\documentclass{article}
\usepackage[pdftex]{graphicx}
\newcommand{\F}{\mbox{${\cal F}$\ }}
\newcommand{\La}{\mbox{${\cal L}$\ }}
\newcommand{\Hs}{\mbox{${\cal H}$\ }}
\title{Regression}
\author{Carlos C. Rodr\'{\i}guez \\
{\em http://omega.albany.edu:8008/}}
\begin{document}
\maketitle
\section*{ Classical Regression }
Recall the classical regression problem. Given observed data
$(x_{1},y_{1}),\ldots, (x_{n},y_{n})$ iid as a vector
$(X,Y)\in R^{d+1}$ we want to estimate $f^{*}(x) = E(Y|X=x)$ i.e., the regression
function of $Y$ on $X$. When the vector $(X,Y)$ is multivariate gaussian
the regression function is $f^{*}(x) = \alpha + L(x)$ with $L(x)$ linear,
and the Ordinary (yak!) Least Squares (OLS) estimator coincides with the MLE
(Maximum Likelihood Estimator). Very often the distribution of $(X,Y)$
is not explicitly known beyond the $n$ observations and the available
prior information about the meaning of these data. A typical assumption
is to think of the $y_{j}$ as the result of sampling the regression
function at $f^{*}(x_{j})$ with gaussian measurement error. The model is
that conditionally on $x_{1},\ldots, x_{n}$ the values of $y_{1},\ldots,y_{n}$
are independent with $Y_{j}$ depending on $X_{j}$ only and
$Y_{j}|X_{j}=x_{j}$ being $N(f^{*}(x_{j}), \sigma^{2})$. Thus, for
$j= 1,2,\ldots, n$
\[ y_{j} = f^{*}(x_{j}) + \epsilon_{j} \]
where $\epsilon_{1},\epsilon_{2},\ldots, \epsilon_{n}$ are iid $N(0,\sigma^{2})$.
In this way the distribution of $(X,Y)$ is modeled semiparametrically
with $(f,\sigma)$ where $f\in \F$ is a function in some space of functions \F
and $\sigma > 0$ is a positive scalar parameter.

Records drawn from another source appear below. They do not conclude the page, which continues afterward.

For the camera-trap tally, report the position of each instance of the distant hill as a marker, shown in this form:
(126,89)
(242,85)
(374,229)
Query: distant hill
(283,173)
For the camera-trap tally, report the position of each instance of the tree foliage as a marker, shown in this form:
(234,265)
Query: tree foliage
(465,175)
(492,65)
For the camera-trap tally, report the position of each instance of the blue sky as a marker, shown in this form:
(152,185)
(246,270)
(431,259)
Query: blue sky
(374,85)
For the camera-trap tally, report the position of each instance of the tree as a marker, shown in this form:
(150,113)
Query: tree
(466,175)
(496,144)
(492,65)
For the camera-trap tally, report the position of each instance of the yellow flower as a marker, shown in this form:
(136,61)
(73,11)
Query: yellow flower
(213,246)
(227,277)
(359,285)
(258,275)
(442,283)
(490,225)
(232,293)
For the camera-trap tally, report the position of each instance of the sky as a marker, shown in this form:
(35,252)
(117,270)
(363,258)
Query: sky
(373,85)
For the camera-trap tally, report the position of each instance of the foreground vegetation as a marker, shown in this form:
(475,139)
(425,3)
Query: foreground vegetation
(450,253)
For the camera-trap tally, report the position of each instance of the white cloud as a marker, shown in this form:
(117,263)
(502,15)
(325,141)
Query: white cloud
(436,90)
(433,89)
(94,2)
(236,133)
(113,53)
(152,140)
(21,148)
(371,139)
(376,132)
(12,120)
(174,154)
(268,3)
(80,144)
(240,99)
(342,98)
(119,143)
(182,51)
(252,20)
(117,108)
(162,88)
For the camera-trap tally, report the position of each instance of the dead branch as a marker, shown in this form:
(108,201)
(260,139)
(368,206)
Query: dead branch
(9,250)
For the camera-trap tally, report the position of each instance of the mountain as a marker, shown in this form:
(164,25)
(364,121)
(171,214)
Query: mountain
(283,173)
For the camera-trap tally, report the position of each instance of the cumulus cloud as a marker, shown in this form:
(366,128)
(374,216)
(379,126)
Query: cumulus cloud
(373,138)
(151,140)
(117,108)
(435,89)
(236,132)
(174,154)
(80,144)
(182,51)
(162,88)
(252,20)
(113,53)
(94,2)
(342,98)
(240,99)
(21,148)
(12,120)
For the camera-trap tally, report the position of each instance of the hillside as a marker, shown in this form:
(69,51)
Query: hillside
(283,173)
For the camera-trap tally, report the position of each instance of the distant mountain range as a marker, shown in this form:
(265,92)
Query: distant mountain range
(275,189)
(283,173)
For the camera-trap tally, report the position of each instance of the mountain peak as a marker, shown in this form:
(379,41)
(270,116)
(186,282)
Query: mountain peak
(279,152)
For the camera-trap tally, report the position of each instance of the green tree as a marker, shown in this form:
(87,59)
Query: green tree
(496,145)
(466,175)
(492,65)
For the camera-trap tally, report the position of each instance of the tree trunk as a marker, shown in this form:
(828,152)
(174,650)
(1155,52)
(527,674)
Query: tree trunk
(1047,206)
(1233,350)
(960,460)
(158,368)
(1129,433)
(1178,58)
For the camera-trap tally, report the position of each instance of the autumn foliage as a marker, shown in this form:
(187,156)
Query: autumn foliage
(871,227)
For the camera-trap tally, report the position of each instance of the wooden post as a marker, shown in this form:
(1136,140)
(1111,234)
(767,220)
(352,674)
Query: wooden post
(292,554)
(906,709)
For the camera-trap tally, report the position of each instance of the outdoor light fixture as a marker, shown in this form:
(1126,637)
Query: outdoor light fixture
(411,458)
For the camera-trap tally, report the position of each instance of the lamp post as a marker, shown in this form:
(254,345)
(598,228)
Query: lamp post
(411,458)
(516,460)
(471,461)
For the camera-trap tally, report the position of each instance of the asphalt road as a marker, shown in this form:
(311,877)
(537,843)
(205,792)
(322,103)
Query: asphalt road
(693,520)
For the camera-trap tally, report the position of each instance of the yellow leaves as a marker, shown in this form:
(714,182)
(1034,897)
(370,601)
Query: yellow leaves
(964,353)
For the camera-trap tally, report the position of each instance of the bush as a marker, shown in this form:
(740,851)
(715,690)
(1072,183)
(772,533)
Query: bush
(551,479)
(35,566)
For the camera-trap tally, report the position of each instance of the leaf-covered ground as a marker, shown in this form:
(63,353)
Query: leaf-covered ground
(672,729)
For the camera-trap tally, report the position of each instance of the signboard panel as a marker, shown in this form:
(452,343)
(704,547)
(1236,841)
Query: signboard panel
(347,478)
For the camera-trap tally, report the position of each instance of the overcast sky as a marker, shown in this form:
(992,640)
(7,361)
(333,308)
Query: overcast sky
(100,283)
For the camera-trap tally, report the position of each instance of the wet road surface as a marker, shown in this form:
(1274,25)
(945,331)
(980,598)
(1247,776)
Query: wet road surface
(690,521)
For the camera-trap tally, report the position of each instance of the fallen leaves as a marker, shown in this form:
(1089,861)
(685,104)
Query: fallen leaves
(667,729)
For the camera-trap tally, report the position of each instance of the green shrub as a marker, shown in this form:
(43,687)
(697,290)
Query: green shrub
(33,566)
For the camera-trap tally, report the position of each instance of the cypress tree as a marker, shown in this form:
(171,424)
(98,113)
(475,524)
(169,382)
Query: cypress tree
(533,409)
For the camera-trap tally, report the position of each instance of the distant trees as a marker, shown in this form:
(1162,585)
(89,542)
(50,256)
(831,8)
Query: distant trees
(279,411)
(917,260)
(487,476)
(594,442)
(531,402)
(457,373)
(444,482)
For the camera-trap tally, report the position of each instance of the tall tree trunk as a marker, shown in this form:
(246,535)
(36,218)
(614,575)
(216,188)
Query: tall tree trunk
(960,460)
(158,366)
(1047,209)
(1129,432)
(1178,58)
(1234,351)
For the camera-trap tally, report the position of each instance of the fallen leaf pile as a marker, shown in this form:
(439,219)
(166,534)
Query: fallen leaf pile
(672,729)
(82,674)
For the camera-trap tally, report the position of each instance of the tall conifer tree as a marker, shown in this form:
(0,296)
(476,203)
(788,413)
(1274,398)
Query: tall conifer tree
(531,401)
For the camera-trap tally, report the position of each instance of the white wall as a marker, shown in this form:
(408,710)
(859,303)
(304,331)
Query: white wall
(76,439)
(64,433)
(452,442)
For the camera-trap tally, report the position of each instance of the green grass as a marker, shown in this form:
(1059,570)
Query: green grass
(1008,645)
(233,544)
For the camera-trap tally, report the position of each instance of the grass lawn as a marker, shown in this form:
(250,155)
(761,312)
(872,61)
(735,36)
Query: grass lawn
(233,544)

When \F is taken as the $m$ dimensional space $\F_{m}$ generated by functions,
$g_{1}(x),\ldots,g_{m}(x)$ estimation of the regression function reduces to
the linear optimization problem,
\[ \hat{f} = \mbox{arg}\min_{f\in\F_{m}} \sum_{i=1}^{n} \left(
y_{i} - f(x_{i}) \right)^{2} \]
The solution is then given as the orthogonal (euclidean) projection of
the observed vector $y^{T} = (y_{1},y_{2},\ldots,y_{n})$ onto the
space generated by the columns of the matrix $G\in R^{m\times n}$
with entries $g_{ij} = g_{i}(x_{j})$. In fact, the above optimization problem
can be written as,
\[ || y - \hat{y} ||^{2} = \min_{w\in R^{m}} || y - Gw ||^{2} \]
\begin{center}
%make sure you have file.pdf and file.gif
\includegraphics[scale=0.5]{regplot}
\end{center}
As shown by the picture, the rejection vector (i.e. $y$ minus its projection)
must be orthogonal to the linear space generated by the columns of $G$,
in particular (and equivalently) to each of these columns, obtaining the
standard set of normal equations,
\[ 0 = G^{T}(y - \hat{y}) = G^{T}(y - G\hat{w}) \]
with solution,
\[ \hat{w} = (G^{T}G)^{-1}G^{T}y \]
The more general case of Weighted Least Squares (WLS) corresponding to
the innerproduct $ = x^{T}Az$ generated by a symmetric positive
definite matrix $A$, is just,
\[ \hat{w} = (G^{T}AG)^{-1}G^{T}A y. \]
The matrix $A$ encodes a covariance structure for the measurement errors,
$\epsilon_{1},\ldots,\epsilon_{n}$.
\section*{Over fitting and Kernel Regression}
How should $\F$ be chosen?. On the one hand, we would like \F to be big so
not to constrain the form of the true regression function too much.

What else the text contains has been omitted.